Si les leaders étudiants ont vu dans cette opération un pas en arrière de la part d'un gouvernement qui a multiplié les réformes spectaculaires depuis la dissolution de la junte en mars 2011, certains sont restés plus prudents pour décrire ce qui pourrait n'être qu'un incident de parcours.

Aung Naing Oo, analyste au Vahu Development Institute, a insisté samedi sur un contexte de tensions lié aux violences entre musulmans et bouddhistes qui ont fait plus de 80 morts en juin dans l'État Rakhine.

«Depuis le problème en Arakan (ancien nom de l'État Rakhine, ndlr), le pays est sur les nerfs et le gouvernement va être plus que prudent», a-t-il estimé, notant que le régime de Naypyidaw était actuellement «inquiet de tout rassemblement».

Mais le président Thein Sein a, par ses réformes, réussi à persuader l'Occident de commencer à alléger ses sanctions et n'a aucune raison de saboter son propre bilan, selon l'expert.

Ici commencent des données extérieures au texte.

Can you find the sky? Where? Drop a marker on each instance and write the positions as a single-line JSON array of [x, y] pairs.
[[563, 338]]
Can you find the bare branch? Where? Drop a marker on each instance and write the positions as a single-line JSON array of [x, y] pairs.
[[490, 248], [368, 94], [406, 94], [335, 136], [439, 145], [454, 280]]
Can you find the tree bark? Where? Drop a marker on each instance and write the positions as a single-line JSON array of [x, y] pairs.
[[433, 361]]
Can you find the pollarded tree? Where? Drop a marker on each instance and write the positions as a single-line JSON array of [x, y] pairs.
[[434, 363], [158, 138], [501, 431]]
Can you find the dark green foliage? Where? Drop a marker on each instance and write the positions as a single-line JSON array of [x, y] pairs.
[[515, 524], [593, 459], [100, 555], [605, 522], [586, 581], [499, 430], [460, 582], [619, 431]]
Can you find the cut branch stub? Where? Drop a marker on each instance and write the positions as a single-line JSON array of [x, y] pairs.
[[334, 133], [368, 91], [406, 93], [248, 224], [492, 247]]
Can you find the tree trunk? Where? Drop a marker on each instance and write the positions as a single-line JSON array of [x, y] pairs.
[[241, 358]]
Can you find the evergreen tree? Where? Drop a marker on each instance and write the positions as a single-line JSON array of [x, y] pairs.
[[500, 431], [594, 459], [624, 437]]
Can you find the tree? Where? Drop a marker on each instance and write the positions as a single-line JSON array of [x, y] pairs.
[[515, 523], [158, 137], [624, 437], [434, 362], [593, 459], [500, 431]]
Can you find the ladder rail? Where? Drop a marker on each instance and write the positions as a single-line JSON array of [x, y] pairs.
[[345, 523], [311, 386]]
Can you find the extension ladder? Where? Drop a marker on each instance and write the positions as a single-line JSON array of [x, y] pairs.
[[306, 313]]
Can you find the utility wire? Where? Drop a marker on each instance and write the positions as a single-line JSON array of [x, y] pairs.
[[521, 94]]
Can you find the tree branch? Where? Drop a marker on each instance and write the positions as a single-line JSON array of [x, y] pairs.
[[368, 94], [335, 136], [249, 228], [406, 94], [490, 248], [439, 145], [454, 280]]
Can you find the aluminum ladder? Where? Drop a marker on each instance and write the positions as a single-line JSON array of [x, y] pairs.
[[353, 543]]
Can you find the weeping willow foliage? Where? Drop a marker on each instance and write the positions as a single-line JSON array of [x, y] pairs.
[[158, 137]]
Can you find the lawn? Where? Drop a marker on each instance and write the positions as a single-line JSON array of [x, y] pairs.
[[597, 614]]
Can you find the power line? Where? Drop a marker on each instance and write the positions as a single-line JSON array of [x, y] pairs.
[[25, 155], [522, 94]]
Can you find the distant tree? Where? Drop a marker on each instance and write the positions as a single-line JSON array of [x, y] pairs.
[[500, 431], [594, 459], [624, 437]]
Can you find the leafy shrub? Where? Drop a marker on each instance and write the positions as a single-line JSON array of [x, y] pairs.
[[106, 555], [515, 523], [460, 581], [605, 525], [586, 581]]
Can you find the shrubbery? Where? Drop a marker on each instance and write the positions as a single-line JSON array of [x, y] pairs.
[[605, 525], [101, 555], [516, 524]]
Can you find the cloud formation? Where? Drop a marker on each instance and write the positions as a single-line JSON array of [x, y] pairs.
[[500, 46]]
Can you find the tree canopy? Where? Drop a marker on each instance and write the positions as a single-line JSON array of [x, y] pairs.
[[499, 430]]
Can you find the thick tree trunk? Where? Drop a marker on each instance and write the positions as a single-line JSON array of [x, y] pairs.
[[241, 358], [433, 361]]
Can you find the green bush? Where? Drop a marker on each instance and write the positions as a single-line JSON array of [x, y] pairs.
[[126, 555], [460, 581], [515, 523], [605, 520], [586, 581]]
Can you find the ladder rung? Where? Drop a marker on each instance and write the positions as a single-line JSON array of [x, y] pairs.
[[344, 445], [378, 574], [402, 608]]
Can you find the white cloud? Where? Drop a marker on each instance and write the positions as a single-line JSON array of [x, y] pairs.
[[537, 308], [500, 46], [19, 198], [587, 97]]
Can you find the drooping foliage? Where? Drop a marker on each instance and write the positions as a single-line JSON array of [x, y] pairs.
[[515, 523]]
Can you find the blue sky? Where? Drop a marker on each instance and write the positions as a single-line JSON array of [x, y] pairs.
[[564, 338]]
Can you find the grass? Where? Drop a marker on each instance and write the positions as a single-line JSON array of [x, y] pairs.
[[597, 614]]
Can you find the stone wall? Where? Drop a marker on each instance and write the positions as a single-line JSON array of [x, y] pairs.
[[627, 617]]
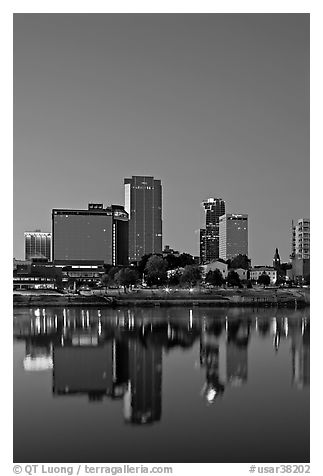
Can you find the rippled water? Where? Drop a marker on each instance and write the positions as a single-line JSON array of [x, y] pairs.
[[161, 385]]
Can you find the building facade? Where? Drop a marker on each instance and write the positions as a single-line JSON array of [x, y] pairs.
[[143, 203], [301, 239], [257, 271], [212, 266], [37, 245], [209, 235], [95, 234], [233, 235]]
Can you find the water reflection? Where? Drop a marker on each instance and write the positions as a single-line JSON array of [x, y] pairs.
[[120, 355]]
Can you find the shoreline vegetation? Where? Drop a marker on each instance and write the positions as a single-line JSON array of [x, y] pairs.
[[255, 297]]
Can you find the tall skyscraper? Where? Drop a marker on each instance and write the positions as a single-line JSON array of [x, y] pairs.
[[143, 202], [95, 234], [209, 236], [37, 245], [301, 239], [233, 230]]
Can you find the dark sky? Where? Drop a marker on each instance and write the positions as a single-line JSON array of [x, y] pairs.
[[214, 105]]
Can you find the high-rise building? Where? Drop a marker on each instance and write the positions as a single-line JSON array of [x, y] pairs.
[[143, 203], [233, 231], [209, 236], [301, 239], [95, 234], [37, 245]]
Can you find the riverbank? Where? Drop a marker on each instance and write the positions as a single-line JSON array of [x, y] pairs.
[[256, 297]]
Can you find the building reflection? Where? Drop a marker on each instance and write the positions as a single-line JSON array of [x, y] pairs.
[[121, 357]]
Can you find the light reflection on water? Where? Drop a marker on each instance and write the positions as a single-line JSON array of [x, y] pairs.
[[233, 380]]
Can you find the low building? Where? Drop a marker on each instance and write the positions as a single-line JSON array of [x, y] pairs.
[[300, 270], [78, 274], [257, 271], [243, 273], [212, 266], [169, 251]]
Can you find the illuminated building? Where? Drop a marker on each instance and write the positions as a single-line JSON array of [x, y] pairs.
[[96, 234], [37, 245], [143, 203], [233, 232], [209, 235]]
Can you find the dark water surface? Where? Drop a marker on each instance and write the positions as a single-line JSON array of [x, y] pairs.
[[161, 385]]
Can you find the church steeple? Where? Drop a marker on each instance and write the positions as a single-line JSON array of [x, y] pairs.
[[276, 260]]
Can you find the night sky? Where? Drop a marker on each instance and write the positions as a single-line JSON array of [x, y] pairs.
[[214, 105]]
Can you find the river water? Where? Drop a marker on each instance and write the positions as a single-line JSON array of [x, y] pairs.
[[161, 385]]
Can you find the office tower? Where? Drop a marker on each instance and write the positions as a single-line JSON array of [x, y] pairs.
[[37, 245], [276, 260], [95, 234], [143, 203], [142, 401], [233, 231], [301, 239], [209, 236]]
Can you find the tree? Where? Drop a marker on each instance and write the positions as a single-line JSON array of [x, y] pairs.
[[214, 277], [156, 271], [142, 263], [174, 277], [233, 279], [191, 275], [108, 279], [172, 261], [185, 259], [264, 279], [239, 261], [126, 277]]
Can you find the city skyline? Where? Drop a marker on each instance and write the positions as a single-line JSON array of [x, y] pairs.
[[206, 103]]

«Le gouvernement fait également attention à ses relations internationales et je ne pense pas qu'il ferait quoi que ce soit, comme des arrestations de masse» qui risque de le mettre en danger.

Plusieurs conservateurs du régime birman, dont des ministres et l'un des deux vice-présidents, ont été donnés partants cette semaine, une annonce considérée comme la confirmation que les réformateurs rassemblés autour de Thein Sein consolidaient leur emprise sur le pouvoir.